[TensorExpr] Fix min and max for integral inputs in CUDA backend (#44984)
Summary:
For integral types, isnan is meaningless. Provide specializations for
maximum and minimum which don't call it.
Pull Request resolved: https://github.com/pytorch/pytorch/pull/44984
Test Plan: python test/test_jit_fuser_te.py -k TestTEFuser.test_minmax_int_ops
Reviewed By: ezyang
Differential Revision: D23885259
Pulled By: asuhan
fbshipit-source-id: 2e6da2c43c0ed18f0b648a2383d510894c574437
diff --git a/test/test_jit_fuser_te.py b/test/test_jit_fuser_te.py
index dc7e67a..6fab650 100644
--- a/test/test_jit_fuser_te.py
+++ b/test/test_jit_fuser_te.py
@@ -537,6 +537,45 @@
)
@unittest.skipIf(not RUN_CUDA, "fuser requires CUDA")

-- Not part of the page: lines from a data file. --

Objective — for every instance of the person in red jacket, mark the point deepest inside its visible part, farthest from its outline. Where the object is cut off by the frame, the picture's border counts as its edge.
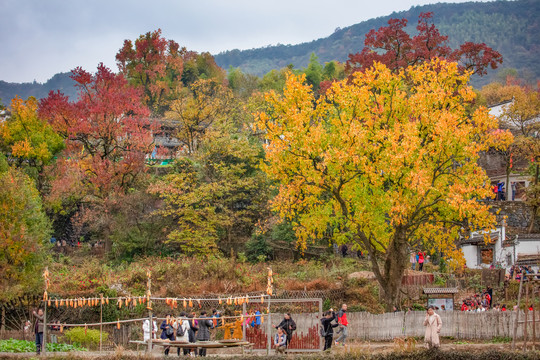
(343, 323)
(421, 256)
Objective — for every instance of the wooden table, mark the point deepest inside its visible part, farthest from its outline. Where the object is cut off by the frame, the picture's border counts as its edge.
(196, 345)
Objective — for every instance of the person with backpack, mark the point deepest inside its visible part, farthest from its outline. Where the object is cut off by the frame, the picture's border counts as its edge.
(343, 324)
(280, 341)
(167, 331)
(327, 328)
(205, 324)
(182, 331)
(288, 325)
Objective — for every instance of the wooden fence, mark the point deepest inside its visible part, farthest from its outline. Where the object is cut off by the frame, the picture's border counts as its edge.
(460, 325)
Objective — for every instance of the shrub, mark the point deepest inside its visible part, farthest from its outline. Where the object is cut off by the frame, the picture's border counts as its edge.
(86, 337)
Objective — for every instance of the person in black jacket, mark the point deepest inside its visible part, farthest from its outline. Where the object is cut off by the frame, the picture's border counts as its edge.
(205, 324)
(167, 331)
(328, 328)
(288, 325)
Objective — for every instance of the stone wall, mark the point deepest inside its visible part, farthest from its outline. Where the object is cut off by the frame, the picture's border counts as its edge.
(518, 215)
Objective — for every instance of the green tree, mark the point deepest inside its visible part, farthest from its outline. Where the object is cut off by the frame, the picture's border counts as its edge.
(24, 234)
(30, 142)
(215, 196)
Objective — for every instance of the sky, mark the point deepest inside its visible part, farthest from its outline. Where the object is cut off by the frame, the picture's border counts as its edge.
(39, 38)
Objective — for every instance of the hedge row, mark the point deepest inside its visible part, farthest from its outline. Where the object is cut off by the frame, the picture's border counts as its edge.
(415, 355)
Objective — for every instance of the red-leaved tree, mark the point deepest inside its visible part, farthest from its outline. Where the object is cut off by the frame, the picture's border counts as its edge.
(395, 48)
(155, 64)
(107, 133)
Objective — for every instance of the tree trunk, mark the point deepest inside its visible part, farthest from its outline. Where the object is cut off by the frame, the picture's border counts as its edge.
(535, 203)
(394, 268)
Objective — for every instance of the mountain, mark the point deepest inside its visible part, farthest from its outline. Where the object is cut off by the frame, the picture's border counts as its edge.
(510, 27)
(60, 81)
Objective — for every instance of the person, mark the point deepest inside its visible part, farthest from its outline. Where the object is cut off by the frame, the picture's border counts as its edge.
(328, 328)
(55, 328)
(500, 190)
(433, 325)
(216, 317)
(280, 341)
(167, 332)
(182, 331)
(205, 324)
(412, 260)
(288, 325)
(420, 261)
(27, 329)
(343, 324)
(193, 328)
(256, 323)
(344, 250)
(38, 330)
(147, 332)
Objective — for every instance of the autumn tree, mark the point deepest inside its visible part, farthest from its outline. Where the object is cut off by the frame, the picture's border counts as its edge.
(215, 196)
(107, 134)
(155, 64)
(394, 47)
(386, 161)
(24, 233)
(200, 106)
(28, 141)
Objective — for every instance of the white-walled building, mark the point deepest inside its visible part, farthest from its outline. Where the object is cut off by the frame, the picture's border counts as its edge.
(499, 250)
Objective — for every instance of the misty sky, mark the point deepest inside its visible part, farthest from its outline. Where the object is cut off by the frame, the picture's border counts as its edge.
(40, 38)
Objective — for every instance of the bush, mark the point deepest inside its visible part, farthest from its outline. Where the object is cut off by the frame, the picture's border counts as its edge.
(22, 346)
(86, 337)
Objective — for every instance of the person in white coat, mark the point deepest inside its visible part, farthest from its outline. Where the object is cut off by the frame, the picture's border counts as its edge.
(182, 331)
(433, 325)
(146, 330)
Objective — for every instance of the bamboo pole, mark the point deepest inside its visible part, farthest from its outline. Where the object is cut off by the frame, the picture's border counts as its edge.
(525, 332)
(101, 324)
(517, 313)
(44, 349)
(534, 318)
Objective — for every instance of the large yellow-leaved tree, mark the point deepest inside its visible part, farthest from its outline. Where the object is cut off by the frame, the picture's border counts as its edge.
(385, 160)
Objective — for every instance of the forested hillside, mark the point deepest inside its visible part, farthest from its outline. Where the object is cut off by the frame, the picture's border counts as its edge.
(60, 81)
(510, 27)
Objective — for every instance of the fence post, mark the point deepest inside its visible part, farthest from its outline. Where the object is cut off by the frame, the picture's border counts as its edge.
(517, 312)
(269, 330)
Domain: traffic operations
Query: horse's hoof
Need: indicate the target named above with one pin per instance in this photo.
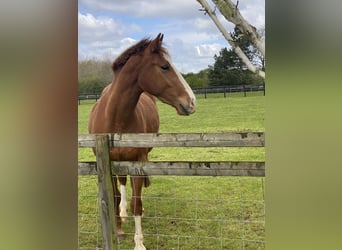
(124, 218)
(124, 215)
(120, 235)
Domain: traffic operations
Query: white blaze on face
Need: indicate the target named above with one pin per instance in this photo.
(182, 80)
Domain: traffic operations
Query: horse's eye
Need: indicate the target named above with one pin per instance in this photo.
(165, 67)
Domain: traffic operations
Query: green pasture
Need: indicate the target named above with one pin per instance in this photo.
(191, 212)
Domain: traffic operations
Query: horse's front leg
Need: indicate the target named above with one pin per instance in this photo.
(123, 202)
(137, 209)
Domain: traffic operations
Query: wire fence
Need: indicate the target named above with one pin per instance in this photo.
(185, 213)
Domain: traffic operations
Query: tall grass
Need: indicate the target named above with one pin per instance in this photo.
(191, 212)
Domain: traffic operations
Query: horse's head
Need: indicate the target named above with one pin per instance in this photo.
(159, 77)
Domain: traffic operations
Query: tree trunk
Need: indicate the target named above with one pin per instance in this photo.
(233, 15)
(228, 37)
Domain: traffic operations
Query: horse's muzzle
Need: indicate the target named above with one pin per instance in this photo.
(187, 110)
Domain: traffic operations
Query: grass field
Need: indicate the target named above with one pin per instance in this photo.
(191, 212)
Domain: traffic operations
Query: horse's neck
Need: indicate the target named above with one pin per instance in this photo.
(123, 97)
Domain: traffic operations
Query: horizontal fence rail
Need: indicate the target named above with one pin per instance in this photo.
(231, 139)
(104, 168)
(225, 168)
(203, 168)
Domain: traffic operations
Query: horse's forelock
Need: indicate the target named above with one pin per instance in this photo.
(135, 49)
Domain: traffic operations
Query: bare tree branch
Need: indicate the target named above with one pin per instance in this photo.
(228, 37)
(231, 12)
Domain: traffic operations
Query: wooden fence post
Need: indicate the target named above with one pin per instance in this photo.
(106, 197)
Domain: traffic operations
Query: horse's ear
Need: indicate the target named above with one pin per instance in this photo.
(156, 44)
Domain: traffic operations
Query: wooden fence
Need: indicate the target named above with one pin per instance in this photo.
(104, 168)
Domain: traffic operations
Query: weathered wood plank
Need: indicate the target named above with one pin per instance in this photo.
(227, 168)
(227, 139)
(106, 197)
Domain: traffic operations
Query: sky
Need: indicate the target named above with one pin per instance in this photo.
(107, 27)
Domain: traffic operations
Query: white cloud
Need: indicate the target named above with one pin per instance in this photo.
(107, 27)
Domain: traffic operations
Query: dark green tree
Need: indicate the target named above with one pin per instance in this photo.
(229, 69)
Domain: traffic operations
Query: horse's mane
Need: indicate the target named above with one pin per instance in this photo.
(135, 49)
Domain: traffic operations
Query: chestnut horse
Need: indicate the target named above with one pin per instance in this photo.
(127, 105)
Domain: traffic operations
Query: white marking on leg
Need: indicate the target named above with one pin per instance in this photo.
(123, 203)
(138, 237)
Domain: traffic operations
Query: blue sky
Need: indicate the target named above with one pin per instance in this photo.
(107, 27)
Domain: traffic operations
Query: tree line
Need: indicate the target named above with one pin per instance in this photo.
(228, 69)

+ def test_minmax_int_ops(self):
+ def apply(fn):
+ return lambda x, y, z: fn(fn(x, y), z)
+
+ dtypes = [
+ torch.int8,
+ torch.uint8,
+ torch.int16,
+ torch.int32,
+ torch.int64,
+ torch.bool,
+ ]
+ binary_ops = [
+ torch.min,
+ torch.max
+ ]
+ devices = ["cuda"]
+ for dtype, op, device in product(dtypes, binary_ops, devices):
+ try:
+ x = self.data_for(dtype, device)
+ y = self.data_for(dtype, device)
+ z = self.data_for(dtype, device)
+ fn = apply(op)
+ ref = fn(x, y, z)
+ except Exception:
+ # If eager mode doesn't support a dtype/op/device combo,
+ # neither does the fuser. Catch everything to avoid needing to
+ # guess what errors might be thrown by eager.
+ continue
+ try:
+ t = torch.jit.trace(fn, (x, y, z))
+ self.assertEqual(ref, t(x, y, z))
+ self.assertAllFused(t.graph_for(x, y, z))
+ except Exception as e:
+ raise RuntimeError(
+ " ".join(["Failed:", str(dtype), op.__name__, device])
+ )
+
+ @unittest.skipIf(not RUN_CUDA, "fuser requires CUDA")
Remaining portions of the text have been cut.